Enough of that. I then moved on to a video that described work in 2003 by Blast Theory called Uncle Roy all around you. They talk about a “game” in which there are street players and Internet players who are connected via a wireless link to a PDA and the street player takes commands from the Internet player and moves about the city searching for this Uncle Roy. The clunky PDA devices made it feel a bit dated, and with my mind already spinning new ideas for modern technology I felt like they should have been connected by a more natural interface than text on screens. It felt like a spy movie in at least one point, and I’m not certain that it did justice to its primary sociological question “at what point can you trust a stranger?” But the work and the medium is cool and I hope there’s more envelope-pushing work to come from this group.

Down a hallway lined with pixellated glyphs I came upon a little advert for CLIP-FM which is a clever little site that I will let you explore for yourself. Although it didn’t speak in that deep art kind of way, I loved the fact that this is an exploration of communication with word-pictures. That’s a topic I have talk about over and over and over. The “sentence” at left should communicate to you: I need coffee. Does it?

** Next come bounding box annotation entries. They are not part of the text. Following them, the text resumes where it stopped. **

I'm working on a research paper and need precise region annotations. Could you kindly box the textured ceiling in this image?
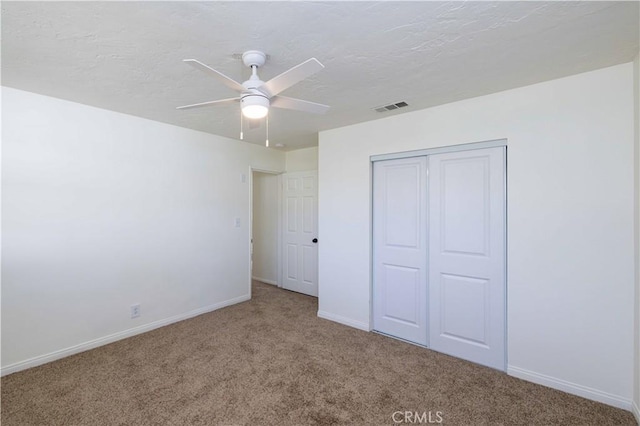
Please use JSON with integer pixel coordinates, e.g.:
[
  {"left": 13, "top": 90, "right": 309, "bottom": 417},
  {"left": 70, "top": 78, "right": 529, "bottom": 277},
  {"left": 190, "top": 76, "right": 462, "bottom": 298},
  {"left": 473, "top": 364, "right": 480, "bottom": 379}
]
[{"left": 2, "top": 1, "right": 639, "bottom": 149}]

Finally I came to the room where Informationlab’s Cell Phone Disco was installed. This was really very cool although I worry that some of the blinky-blinkys were running low on the electron flow. At first I did not understand at all, but then after listening to the dial-in museum guide I understood that my celly signals were the wake-up call for these little red LEDs. I would love to see an installation like this extend along a moving sidewalk in an airport. I think they’re building just the perfect spot for this in Dulles right now.

Overall I wasn’t blown away by the exhibit, but I think that is because the technology is so new and so rapidly changing that we are not yet sure how to make use of it or what it means. The work shown here explores the ways that this technology can help us communicate, constrain, and entertain each other. What I thought was missing was any acknowledgment at all of the environmental impact of these practically disposable high-tech devices or any discussion on how this technology narrows or widens the social divides that tends to give humans so much trouble.

The museum is free (with a suggested donation of $5) so if you’re in the Baltimore area before April 22 you should take an hour or two and check it out.

UPDATE, March 17th: Washingtonpost.com has an article on the front page of the Style section reviewing this exhibit that gives a somewhat different viewpoint.